Entspannt ist der Nationalismus oder besser nationale Exklusionsfetisch in der Provinz nie gewesen. Dort mischen sich immer wieder völkische Superioriät mit territorialen Ansprüchen, die im Begriff der national befreiten Zone kulminiert. Was der bundesdeutsche Staat Anfang der 90iger nach der Pogromwelle durch die Abschaffung des Asylrechts und eine restriktive Flüchtlings- und lediglich verwertungszentrierte Migrationspolitik instituionalisierte, setzen Nazis in der Provinz schlagkräftig um. Alternative Jugendliche werden erst verjagt und dann verpügelt. Die Polizei ist dabei kein Helfer, sondern macht sich auch zum ängstlichen Opfer ohne Zivilcourage. Letzteres soll die Bevölkerung trotzdem an den Tag legen.

In Bad Freienwalde beschreibt der Verein Opferperspektive folgenden fatalen Übergriff beim Spiel der deutschen Nationalmannschaft gegen die spanischen Kicker.

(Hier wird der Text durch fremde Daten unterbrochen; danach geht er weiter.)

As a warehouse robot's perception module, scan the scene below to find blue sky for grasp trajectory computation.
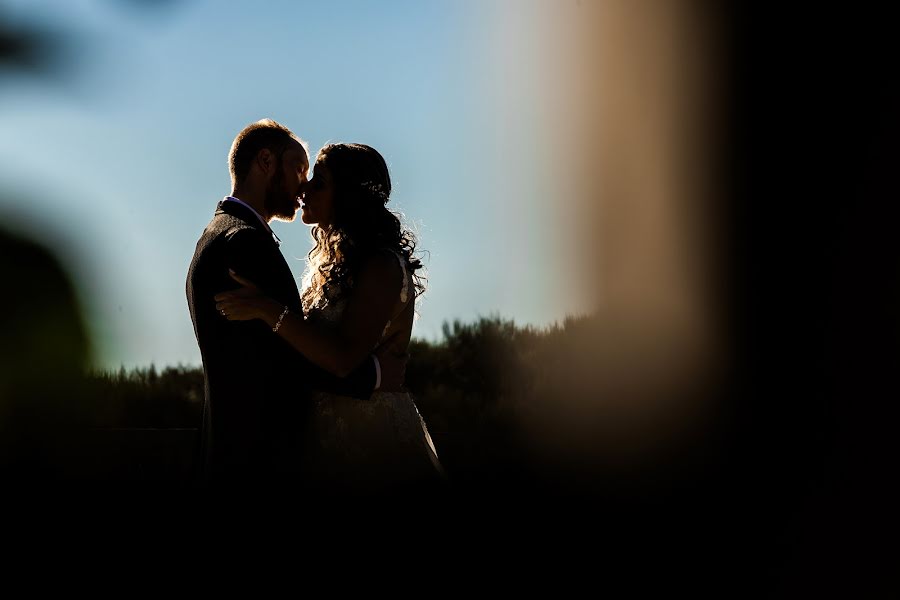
[0,0,585,368]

Mehrere Rechte folgten ihnen – am Ausgang kam es zu einer ersten Auseinandersetzung. Verfolgt von ihren Angreifern flüchteten die Jugendlichen in den Vorraum der nahe gelegenen Polizeiwache. Der wachhabende Beamte habe allerdings nicht auf die offensichtliche Bedrohungssituation reagiert und verwehrte den Zutritt zur eigentlichen Wache. An der Tür und vor der Wache kam es schließlich zu einer Prügelei mit den angreifenden Rechten. Dabei wurden die drei Alternativen verletzt, ebenso wie einer der Rechten. Sowohl bei der versuchten Erstürmung der Polizeiwache als auch bei der Auseinandersetzung davor soll der mutmaßliche KMOB-Anführer beteiligt gewesen sein. Hinzukommende Polizisten beendeten die Auseinandersetzung. Zwei der Alternativen mussten ambulant im Krankenhaus behandelt werden.

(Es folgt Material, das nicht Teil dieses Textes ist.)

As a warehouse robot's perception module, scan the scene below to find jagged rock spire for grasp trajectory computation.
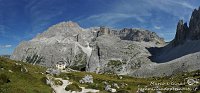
[173,20,189,46]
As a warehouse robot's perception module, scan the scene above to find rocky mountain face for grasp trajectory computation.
[11,21,164,75]
[172,9,200,46]
[136,9,200,77]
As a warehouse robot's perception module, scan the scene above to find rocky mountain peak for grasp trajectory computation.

Die Kapitulation des Dorfpolizisten in seiner Wache, erinnert fatal an die Vorkommnisse in Rostock, wo sich die Polizei bei den Angriffen auf das bunte, sogenannte Sonnenblumenhaus zurückzog. Das Nazis vor Polizeistationen ungestört prügeln dürfen, ist mir neu und zeigt eine fatale Eskalation der Gewalt von rechts.

Ein weiteres Beispiel purer Mordlust von Nazis äußert Oliver Kasack, wie der Störungsmelder schreibt. Der NPD Kreisvorsitzende des oberpfälzischen Landkreises Cham-Schwandorf ruft in seinem facebook Profil offen zum Mord auf. Er ruft nicht nur zum Mord auf und diskutiert effiziente und unterhaltsame Tötungsmethoden. Zecken sollten die Kehlen aufgeschnitten und sie in ihrem Blut ertränkt werden. Anzünden wird verworfen, weil es teures Benzin kostet. Die Messer – also die Mordwerkzeuge – sollen selbstverständlich aus Deutschland sein. Solinger Qualitätsware wird deshalb von Kossack bevorzugt.

Ekelhaft, nicht, wie entspannt der neue deutsche Nationalismus ist und wie doch immer wieder die völkische Fratze blutrünstig sich demaskiert! es ist doch alles beim national (sozialistischem) Alten in ’schland.